PreAlthunk-> u1.function = (pdword) PahookFunc.pproc;
// Operate, change this virtual memory back to the original protection status
DWORD DWOLDPROTECT;
_assert (VirtualProtect (Mbi_thunk.baseaddress, Mbi_thunk.regions,
Mbi_thunk.protect, & dwoldprotect);
SetLastError (Error_Success);
Return True;
}
}
// Access the next element in the image_thunk_data array
PORIGTHUNK ;
Prelthunk ;
}
Return True;
}
// GetNameDImportDescriptor function
PIMAGE_IMPORT_DESCRIPTOR GETNAMEDIMPORTDESCRIPTOR (HModule HModule, LPCSTR SzimportModule)
{
// Detect parameters
_assert (szimportmodule);
_assert (hmodule);
IF ((szimportmodule == null) || (hmodule == null))
{
_assert (false);
SetLASTERROREX (Error_INValid_Parameter, SLE_ERROR);
Return NULL;
}
// Get the DOS file header
PIMAGE_DOS_HEADER PDOSHEADER = (PIMAGE_DOS_HEADER) HMODULE;
// Test if the MZ file header
IF (isbadreadptr (pdosheader, sizeof (image_dos_header) ||
(pdosheader-> e_magic! = image_dos_signature)))
{
_assert (false);
SetLASTERROREX (Error_INValid_Parameter, SLE_ERROR);
Return NULL;
}
/ / Get a PE file header
PIMAGE_NT_HEADERS PNTHEADER = makeptr (pimage_nt_headers, pdosheader, pdosheader-> e_lfanew);
// Test if a PE image file
IF (IsbadreadPtr (Pntheader, Sizeof (image_nt_headers) ||
(Pntheader-> Signature! = Image_NT_SIGNATURE))
{
_assert (false);
SetLASTERROREX (Error_INValid_Parameter, SLE_ERROR);
Return NULL;
}
/ / Check the introduction segment of the PE file (ie .idata section)
IF (Pntheader-> OptionalHeader.DataDirectory [image_directory_entry_import] .virtualaddress == 0) Return NULL;
/ / Get the pointer of the introduction section (ie .idata section)

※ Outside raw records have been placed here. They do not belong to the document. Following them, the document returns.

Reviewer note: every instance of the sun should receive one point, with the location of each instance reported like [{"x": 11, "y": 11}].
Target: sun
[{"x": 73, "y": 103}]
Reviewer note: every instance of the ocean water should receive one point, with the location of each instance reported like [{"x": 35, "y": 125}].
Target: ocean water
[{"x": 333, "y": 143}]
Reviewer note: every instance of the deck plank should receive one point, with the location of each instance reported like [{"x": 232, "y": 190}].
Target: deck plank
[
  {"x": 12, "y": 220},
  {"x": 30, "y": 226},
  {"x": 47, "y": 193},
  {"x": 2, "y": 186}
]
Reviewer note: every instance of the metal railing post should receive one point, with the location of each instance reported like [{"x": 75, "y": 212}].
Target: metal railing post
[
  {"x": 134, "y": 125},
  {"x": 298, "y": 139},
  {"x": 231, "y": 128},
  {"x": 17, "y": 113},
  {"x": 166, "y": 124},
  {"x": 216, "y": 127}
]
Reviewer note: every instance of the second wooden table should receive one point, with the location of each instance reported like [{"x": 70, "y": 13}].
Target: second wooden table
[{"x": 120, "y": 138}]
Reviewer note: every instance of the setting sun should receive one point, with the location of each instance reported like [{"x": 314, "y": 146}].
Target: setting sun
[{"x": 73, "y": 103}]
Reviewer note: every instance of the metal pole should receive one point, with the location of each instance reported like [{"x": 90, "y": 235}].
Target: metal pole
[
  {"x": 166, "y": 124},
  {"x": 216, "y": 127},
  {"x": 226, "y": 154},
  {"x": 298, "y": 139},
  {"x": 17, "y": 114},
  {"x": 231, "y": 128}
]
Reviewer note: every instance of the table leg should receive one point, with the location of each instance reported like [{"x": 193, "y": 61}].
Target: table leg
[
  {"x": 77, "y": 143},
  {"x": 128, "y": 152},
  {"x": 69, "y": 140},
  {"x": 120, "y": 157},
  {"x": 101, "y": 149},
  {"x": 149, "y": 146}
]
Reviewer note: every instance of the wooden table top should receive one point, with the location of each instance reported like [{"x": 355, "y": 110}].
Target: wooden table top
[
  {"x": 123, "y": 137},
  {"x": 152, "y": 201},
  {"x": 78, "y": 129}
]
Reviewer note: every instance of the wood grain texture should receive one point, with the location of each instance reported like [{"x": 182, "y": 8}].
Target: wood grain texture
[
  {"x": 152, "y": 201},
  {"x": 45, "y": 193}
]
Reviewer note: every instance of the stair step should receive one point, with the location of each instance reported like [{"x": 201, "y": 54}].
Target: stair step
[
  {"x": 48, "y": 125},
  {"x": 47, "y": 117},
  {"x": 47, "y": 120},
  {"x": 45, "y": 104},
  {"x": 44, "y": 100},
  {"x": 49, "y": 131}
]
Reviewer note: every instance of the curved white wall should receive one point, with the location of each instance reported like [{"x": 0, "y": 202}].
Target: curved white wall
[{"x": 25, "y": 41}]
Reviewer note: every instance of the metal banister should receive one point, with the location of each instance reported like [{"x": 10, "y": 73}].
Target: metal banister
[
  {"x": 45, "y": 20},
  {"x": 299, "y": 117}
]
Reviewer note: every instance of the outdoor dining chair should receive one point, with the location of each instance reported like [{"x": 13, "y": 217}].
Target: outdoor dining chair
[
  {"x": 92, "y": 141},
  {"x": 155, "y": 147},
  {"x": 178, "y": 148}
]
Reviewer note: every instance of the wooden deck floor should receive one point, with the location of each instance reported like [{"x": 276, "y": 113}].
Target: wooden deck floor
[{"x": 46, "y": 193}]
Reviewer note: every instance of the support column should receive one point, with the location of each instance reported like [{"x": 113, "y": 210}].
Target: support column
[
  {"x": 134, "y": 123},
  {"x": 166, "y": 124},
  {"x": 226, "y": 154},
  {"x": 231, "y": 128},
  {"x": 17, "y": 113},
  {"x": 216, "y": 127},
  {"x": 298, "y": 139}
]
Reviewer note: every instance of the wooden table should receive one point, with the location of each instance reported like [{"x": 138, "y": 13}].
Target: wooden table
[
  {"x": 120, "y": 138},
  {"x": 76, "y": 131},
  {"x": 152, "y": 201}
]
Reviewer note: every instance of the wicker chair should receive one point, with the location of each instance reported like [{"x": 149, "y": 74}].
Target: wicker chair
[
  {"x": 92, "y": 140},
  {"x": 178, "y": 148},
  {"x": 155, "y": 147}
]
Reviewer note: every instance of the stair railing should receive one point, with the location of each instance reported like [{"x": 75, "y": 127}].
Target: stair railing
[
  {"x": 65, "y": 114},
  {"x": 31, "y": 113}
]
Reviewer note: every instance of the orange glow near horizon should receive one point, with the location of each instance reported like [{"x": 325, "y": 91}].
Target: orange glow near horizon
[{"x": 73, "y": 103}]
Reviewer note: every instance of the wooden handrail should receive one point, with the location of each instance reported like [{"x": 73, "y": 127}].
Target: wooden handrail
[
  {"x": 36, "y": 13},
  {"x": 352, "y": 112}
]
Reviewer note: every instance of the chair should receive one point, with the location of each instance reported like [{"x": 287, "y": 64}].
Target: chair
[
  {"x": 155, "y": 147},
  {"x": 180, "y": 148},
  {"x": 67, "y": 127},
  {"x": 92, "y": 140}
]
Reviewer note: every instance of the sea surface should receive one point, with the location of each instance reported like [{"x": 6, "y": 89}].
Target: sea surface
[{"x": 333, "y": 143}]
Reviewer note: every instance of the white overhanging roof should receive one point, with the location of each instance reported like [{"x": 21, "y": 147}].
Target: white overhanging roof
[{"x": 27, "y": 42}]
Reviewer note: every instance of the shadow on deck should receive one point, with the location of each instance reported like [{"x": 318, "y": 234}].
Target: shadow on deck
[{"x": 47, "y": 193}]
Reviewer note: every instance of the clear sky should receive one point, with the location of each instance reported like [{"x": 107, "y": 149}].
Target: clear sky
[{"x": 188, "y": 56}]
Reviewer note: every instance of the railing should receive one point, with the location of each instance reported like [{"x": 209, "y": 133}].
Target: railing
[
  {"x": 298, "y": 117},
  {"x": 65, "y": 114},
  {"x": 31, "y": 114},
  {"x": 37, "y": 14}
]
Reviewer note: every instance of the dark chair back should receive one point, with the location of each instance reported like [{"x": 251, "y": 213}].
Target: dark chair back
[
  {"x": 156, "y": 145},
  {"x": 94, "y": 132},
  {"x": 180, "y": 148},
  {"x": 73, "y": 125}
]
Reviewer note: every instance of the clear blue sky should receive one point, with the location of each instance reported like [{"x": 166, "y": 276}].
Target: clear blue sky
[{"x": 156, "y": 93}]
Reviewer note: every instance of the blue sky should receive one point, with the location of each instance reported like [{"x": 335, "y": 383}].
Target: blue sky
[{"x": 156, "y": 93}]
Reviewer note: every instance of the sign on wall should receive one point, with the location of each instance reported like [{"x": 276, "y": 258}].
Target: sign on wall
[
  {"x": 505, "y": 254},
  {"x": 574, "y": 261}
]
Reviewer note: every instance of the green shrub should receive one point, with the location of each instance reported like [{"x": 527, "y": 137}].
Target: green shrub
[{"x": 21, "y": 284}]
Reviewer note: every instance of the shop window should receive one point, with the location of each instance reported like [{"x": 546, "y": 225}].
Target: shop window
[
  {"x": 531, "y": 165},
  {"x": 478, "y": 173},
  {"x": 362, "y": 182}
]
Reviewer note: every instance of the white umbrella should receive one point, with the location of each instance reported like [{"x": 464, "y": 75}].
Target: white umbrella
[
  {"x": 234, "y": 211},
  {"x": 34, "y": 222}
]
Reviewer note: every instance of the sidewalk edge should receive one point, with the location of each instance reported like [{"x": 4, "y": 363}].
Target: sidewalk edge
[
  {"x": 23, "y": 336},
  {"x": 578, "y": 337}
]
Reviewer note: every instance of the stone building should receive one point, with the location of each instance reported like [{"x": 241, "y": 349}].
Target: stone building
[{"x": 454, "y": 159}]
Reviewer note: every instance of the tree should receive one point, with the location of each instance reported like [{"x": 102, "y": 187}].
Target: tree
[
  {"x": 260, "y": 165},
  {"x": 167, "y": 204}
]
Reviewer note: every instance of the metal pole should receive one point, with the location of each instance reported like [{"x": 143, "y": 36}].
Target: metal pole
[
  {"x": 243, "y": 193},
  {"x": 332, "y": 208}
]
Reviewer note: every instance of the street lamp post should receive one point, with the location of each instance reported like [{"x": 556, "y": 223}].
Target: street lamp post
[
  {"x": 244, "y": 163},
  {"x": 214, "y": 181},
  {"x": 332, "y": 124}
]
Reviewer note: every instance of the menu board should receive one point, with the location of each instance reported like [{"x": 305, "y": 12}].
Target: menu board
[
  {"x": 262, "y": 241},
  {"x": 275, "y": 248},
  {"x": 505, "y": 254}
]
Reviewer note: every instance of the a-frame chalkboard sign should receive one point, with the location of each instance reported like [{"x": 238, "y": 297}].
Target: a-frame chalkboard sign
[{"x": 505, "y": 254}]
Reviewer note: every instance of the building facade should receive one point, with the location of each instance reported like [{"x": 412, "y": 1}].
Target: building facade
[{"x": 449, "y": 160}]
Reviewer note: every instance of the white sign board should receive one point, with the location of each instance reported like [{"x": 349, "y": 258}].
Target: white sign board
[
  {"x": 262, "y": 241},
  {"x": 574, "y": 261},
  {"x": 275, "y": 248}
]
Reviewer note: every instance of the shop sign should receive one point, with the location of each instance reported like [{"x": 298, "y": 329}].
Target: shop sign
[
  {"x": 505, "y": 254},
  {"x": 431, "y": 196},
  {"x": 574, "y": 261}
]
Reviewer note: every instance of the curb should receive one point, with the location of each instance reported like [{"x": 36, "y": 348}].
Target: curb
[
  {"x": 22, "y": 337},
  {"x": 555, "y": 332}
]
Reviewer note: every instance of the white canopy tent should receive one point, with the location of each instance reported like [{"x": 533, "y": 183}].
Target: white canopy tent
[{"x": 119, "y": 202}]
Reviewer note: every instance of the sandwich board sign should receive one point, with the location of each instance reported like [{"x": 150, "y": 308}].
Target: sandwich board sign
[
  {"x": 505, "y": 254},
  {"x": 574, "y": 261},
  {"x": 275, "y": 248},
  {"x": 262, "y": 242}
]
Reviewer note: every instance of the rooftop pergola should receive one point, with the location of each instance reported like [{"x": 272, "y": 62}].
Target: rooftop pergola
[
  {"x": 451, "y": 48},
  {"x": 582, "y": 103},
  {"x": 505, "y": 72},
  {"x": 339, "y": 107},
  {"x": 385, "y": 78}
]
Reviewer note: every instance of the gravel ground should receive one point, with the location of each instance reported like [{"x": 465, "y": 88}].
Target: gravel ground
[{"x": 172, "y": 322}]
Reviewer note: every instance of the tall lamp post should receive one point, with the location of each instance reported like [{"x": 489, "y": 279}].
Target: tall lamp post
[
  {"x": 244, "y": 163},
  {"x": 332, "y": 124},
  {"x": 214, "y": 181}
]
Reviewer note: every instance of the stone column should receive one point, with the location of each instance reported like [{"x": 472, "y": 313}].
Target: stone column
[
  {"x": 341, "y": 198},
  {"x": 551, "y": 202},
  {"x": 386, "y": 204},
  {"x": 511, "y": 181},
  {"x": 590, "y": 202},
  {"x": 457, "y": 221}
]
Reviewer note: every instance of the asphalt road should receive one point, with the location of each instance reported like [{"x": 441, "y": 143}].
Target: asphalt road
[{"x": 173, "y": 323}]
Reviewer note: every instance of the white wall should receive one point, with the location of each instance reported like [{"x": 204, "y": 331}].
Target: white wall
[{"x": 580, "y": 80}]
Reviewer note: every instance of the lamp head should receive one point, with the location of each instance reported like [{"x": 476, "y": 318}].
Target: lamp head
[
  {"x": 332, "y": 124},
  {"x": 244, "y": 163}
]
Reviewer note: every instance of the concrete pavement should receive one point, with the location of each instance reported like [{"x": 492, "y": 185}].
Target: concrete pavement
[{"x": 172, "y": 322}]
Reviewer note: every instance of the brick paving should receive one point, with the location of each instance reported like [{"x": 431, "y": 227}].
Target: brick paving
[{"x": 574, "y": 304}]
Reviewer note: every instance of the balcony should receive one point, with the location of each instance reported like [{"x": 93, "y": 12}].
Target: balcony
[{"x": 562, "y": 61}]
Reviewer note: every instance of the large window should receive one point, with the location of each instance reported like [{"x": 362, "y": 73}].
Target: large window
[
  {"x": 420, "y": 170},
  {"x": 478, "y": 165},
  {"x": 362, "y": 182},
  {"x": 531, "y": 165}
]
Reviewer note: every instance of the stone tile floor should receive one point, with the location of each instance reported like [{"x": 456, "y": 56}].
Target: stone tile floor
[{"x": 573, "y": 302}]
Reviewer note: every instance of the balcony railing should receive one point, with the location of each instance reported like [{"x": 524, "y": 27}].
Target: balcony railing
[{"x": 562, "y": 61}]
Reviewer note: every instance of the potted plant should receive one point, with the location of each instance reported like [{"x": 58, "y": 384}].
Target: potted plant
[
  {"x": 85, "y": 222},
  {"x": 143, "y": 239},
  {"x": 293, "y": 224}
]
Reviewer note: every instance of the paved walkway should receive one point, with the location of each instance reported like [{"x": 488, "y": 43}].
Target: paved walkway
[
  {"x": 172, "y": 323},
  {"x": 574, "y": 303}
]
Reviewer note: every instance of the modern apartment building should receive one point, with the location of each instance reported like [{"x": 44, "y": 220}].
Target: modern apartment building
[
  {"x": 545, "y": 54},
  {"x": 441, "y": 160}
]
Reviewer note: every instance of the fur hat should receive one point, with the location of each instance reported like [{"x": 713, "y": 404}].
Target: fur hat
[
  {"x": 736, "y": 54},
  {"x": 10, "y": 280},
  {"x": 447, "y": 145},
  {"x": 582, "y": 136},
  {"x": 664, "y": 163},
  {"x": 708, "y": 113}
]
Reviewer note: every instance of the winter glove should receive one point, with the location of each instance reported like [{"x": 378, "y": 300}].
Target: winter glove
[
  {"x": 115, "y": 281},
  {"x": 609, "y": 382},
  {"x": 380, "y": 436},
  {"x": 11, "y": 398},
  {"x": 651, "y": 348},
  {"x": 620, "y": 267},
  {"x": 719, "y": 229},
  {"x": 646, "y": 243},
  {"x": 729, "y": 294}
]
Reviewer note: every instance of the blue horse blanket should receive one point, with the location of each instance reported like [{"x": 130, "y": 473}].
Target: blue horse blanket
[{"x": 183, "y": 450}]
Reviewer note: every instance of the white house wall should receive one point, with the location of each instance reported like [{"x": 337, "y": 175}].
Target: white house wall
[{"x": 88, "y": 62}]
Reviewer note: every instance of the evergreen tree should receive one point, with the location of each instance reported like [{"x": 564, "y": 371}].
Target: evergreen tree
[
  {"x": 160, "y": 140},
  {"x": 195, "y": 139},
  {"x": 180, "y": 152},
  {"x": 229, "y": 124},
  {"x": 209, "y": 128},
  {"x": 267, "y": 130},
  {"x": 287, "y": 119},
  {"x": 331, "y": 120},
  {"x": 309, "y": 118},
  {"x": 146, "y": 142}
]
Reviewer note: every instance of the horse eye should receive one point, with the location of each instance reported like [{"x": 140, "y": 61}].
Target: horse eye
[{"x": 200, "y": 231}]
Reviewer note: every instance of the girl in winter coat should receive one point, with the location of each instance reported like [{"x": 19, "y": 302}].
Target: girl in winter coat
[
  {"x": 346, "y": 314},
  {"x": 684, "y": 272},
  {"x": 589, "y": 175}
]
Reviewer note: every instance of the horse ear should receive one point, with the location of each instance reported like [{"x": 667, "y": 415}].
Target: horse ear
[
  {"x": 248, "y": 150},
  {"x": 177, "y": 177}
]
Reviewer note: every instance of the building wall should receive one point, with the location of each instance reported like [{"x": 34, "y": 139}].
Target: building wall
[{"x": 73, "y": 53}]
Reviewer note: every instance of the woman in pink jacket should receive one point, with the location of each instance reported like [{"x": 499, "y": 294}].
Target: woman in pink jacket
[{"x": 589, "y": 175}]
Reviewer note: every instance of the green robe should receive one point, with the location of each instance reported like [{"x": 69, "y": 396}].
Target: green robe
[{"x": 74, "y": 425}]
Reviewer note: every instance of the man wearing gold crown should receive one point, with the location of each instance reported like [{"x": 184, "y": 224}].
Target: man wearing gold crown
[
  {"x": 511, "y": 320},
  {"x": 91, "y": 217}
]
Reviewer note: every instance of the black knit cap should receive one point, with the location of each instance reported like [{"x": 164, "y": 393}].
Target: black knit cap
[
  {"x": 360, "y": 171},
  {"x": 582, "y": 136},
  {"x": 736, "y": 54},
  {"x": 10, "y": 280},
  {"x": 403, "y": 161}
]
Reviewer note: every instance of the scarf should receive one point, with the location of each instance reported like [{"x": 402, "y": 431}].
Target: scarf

PIMAGE_IMPORT_DESCRIPTOR PIMPORTDESC = Makeptr (pimage_import_descriptor, pdosheader,
PNTHEADER-> OPTIONALHEADER.DATADIRECTORY [image_directory_entry_import] .virtualaddress;
/ / Extremely piMage_import_descriptor array Find the module where we need intercepted functions
While (pimportdesc-> name)
{
PSTR SZCurRMod = Makeptr (PSTR, PDOSHeader, PimportDesc-> Name);
IF (Stricmp (Szcurrmod, SzimportModule) == 0)
Break; // Find! Interrupt loop
// Next element
PIMPORTDESC ;
}
// If you don't find it, the module we look is not introduced by the current process!
IF (pimportdesc-> name == null)
Return NULL;
// Return the module descriptor found by the function (Import Descriptor)
Return PimportDesc;
}
// ISNT () function implementation
BOOL ISNT ()
{
OsversionInfo Stosvi;
MEMSET (& Stosvi, Null, Sizeof (OsversionInfo);
Stosvi.dwosveionsInFoSize = SizeOf (OsversionInfo);
Bool Bret = GetversionEx (& Stosvi);
_assert (true == BRET);
IF (false == Bret) Return False;
Return (Ver_Platform_WIN32_NT == Stosvi.dwPlatformID);
}
/// end //
I don't know how many friends have tried to realize the "mouse screen to get words". It is only the difficulty of trying to experience the difficulty, especially in the interception of API functions. Several information on the hand, there is no one in the critical code. It is a generation. MSDN is even more pale, and I don't know how much secret, Microsoft, which is also hidden in addition to image_import_data, Microsoft also hides how many secrets, good In the hard scalp or it, I hope that this article can help everyone.